Ever wondered why pandas are black and white?
The California researchers who explained zebra stripes take a look at giant pandas
A new study has aimed to explain the reasons behind pandas’ black and white fur. Photograph: Andrew Milligan/PA Wire
Scientists in California say they have determined why giant pandas have such distinctive black and white fur.
In a study published in the journal Behavioural Ecology this week, researchers at University of California, Davis, said the markings are used for camouflage and communication.
Prof Tim Caro, the lead author of the study, said exploring the animal’s colour has previously been difficult, because there are no fully comparable species.
“Understanding why the giant panda has such striking coloration has been a long-standing problem in biology that has been difficult to tackle because virtually no other mammal has this appearance, making analogies difficult,” he said, according to the UC Davis website.
“The breakthrough in the study was treating each part of the body as an independent area.”
Researchers compared different areas of fur on the animal’s body with the colouring of 195 other carnivore species and 39 bear subspecies - relatives of the giant panda.
The colours were then matched to different “ecological and behavioural variables” to estimate the reason behind the patterns.

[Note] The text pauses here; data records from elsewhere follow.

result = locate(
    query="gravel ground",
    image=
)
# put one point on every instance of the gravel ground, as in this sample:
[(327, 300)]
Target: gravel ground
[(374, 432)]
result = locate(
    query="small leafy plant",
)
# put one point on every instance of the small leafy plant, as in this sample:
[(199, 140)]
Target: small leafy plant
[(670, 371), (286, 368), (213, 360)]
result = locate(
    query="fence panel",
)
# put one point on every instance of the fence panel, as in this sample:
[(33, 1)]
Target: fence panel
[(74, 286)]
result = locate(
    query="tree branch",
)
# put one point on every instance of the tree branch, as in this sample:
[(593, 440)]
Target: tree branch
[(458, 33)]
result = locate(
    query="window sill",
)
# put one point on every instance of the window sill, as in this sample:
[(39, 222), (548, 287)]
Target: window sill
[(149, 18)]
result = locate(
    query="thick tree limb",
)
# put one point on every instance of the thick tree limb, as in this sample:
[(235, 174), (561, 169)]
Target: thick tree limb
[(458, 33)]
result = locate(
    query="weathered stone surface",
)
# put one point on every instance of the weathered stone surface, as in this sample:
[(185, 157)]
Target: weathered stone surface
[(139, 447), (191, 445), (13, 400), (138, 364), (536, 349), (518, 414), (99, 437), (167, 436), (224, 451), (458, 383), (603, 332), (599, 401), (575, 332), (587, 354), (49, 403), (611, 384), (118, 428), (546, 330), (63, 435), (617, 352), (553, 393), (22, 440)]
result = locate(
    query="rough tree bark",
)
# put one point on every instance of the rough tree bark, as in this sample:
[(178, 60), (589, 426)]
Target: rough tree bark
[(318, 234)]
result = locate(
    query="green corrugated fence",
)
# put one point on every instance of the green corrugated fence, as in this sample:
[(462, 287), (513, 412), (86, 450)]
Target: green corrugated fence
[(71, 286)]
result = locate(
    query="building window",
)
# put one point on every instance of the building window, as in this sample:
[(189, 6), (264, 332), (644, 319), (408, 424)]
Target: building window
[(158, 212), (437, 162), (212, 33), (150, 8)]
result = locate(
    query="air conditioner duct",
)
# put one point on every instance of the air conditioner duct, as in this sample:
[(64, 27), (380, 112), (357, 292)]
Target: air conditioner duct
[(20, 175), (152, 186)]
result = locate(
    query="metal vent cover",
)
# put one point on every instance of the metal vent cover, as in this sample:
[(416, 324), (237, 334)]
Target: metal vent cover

They found that a panda’s white face, neck, belly and rump help it to hide in snowy habitats, while the black arms and legs serve as camouflage in shade.
Unlike bears, which remain dormant in winter, pandas remain active, as they cannot store up enough fat due to a poor diet of bamboo.
The study suggests that dual colouration helps them in their year-round travel across different habitat types, “from snowy mountains, to tropical forests”.
However, the study says pandas’ head markings do not provide camouflage and instead aid communication.
Dark ears may convey ferocity to predators, it says, while dark eye patches could help them recognise each other or fend off competitors.
The panda paper is not Prof Caro’s first study explaining the fur patterns of distinctive animals. In 2014, he published a paper in the journal Nature Communications, which suggested the purpose of zebras’ black and white stripes could be to deter flies, including the horsefly and tsetse, from biting.